Behind the Urals in Chelyabinsk, 1,500 miles from Kyiv, Olha Simonova was an engineer and a sportswoman. With nine drills a week, she had little time for TV and took little interest in politics. In the summer of 2014, however, Olha met a group of Kyivan alpinists in the Pamirs and felt embarrassed when she learned from them that her country was at war with Ukraine and Russian troops were fighting in Donbas.
“When you know the truth, you have two options: watch this all and say, ‘Well, what can I do?’ or do what I did – just go,” she explained in an interview.
She came to Ukraine in December 2014, and as soon as early 2015, she went to the frontlines as a volunteer paramedic. She served in the North Battalion, Golden Gate Battalion, PFVMH, and Dnipro-1 Regiment. In 2016, when Ukraine began withdrawing its volunteer battalions from the frontlines, Olha went to the 128th Mountain Assault Brigade.
In 2018, she joined the 24th Mechanized Brigade as a senior riflewoman of a motorized infantry company. “I adored my machine gun. Any fool can click, but if this is your weapon, you must know how to shoot…I know how to work it, but I always learn something new,” she said.
“I don’t like to toy, if I am given a task – I have to complete it.
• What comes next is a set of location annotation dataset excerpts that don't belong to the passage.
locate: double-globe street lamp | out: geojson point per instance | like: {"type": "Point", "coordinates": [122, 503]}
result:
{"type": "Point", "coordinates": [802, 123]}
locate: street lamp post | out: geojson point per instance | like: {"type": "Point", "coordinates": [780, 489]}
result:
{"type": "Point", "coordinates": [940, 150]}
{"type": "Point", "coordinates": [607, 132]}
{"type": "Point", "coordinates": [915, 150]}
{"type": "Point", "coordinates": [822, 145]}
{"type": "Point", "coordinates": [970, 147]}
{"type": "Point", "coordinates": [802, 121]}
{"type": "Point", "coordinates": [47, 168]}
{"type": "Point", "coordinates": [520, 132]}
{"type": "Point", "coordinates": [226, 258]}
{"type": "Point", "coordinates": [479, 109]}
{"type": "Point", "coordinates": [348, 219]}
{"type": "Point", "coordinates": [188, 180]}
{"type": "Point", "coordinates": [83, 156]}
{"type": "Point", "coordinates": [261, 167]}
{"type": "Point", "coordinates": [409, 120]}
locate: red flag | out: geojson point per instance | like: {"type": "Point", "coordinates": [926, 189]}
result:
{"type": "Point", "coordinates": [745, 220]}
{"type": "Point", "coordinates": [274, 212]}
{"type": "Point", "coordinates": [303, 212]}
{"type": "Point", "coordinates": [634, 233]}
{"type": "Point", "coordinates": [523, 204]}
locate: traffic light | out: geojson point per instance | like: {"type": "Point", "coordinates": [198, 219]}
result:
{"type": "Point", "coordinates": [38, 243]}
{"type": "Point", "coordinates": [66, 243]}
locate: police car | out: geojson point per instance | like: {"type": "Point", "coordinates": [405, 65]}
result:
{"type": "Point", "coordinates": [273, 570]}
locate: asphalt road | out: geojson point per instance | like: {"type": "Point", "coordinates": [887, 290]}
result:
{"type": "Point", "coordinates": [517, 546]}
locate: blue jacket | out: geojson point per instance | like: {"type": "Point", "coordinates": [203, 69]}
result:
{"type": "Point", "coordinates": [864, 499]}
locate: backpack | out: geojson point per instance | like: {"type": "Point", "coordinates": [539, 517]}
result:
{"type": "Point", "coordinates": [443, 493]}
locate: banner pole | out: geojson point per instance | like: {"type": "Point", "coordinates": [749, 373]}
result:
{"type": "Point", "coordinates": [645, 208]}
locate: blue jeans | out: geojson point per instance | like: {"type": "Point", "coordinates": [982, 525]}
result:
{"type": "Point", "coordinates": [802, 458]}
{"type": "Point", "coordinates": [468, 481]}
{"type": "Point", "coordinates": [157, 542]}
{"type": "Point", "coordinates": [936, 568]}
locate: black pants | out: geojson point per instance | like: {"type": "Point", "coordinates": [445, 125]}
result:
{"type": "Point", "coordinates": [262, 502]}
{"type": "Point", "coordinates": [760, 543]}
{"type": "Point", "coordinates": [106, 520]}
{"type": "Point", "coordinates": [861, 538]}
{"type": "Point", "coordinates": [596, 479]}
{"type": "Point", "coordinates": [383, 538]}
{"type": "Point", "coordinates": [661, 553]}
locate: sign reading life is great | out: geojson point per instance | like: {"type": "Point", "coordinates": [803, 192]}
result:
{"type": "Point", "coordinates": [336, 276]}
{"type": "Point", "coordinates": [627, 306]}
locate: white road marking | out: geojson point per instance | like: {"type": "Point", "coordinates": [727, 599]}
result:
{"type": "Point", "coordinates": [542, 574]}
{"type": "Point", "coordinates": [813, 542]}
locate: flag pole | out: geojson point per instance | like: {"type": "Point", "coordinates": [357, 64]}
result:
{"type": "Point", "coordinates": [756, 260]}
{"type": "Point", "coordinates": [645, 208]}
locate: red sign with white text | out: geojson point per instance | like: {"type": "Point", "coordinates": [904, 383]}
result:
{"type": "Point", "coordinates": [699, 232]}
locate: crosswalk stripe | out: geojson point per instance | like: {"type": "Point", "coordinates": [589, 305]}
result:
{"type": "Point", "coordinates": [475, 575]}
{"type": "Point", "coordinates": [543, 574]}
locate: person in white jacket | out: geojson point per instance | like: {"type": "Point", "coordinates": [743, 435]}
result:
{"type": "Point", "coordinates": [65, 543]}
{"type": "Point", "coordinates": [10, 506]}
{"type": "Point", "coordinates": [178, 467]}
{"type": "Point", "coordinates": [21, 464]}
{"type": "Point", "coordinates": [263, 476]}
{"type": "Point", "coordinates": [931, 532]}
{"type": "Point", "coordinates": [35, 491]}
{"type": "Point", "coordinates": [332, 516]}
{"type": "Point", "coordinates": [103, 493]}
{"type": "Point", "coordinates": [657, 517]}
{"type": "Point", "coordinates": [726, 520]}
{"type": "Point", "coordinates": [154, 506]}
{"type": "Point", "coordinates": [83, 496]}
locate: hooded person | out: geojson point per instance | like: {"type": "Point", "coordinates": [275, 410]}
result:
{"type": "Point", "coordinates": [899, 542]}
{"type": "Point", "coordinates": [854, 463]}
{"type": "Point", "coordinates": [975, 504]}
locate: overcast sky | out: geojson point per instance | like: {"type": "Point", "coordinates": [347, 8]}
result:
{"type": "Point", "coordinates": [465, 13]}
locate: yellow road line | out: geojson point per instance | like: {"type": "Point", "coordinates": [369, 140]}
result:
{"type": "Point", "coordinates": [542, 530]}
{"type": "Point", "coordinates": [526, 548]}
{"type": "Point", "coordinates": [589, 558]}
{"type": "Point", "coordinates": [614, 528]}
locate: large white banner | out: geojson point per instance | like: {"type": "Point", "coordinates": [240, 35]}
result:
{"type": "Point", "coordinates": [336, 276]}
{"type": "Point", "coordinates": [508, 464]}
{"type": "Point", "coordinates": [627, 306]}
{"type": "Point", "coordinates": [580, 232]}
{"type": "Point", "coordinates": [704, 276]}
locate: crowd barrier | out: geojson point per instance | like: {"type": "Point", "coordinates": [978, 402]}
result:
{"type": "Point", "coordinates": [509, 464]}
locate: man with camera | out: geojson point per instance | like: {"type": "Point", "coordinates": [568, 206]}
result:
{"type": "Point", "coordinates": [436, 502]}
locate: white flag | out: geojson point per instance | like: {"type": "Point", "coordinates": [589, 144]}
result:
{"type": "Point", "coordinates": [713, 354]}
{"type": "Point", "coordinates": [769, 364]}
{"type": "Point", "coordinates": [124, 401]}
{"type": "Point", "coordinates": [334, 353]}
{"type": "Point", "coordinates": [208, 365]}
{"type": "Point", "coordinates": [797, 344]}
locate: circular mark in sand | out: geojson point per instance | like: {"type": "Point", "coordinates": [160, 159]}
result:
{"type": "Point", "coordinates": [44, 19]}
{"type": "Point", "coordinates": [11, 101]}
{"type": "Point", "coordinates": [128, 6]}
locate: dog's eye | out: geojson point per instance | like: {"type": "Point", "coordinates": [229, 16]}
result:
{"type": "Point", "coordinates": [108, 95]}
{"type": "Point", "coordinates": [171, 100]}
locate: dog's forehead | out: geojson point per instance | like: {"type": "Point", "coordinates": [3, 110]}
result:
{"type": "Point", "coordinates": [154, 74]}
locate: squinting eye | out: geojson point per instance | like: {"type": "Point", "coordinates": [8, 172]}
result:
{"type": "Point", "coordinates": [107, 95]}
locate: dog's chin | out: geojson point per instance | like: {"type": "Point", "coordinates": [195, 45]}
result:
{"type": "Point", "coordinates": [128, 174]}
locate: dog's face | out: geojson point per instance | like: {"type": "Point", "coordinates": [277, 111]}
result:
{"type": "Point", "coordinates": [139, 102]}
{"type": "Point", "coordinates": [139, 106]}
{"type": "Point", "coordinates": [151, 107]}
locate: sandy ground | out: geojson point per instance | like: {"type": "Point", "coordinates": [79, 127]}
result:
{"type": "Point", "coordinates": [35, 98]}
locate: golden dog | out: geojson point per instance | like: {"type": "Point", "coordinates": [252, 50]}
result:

And there are no options here. Now I try to live up to my choices. Similarly, the country should come to a determination, what do we need? You cannot look at Russia, have a business there, travel there for a living, and simultaneously talk about European development. If you beat up and down, there will be no result, but this country has every chance for a decent future,” Olha told Censor.net four years before Russia’s full-scale invasion.
Thank you for your service, Sgt. Olha Simonova, and for the ultimate price you paid for the decent future of Ukraine. The victory will be ours.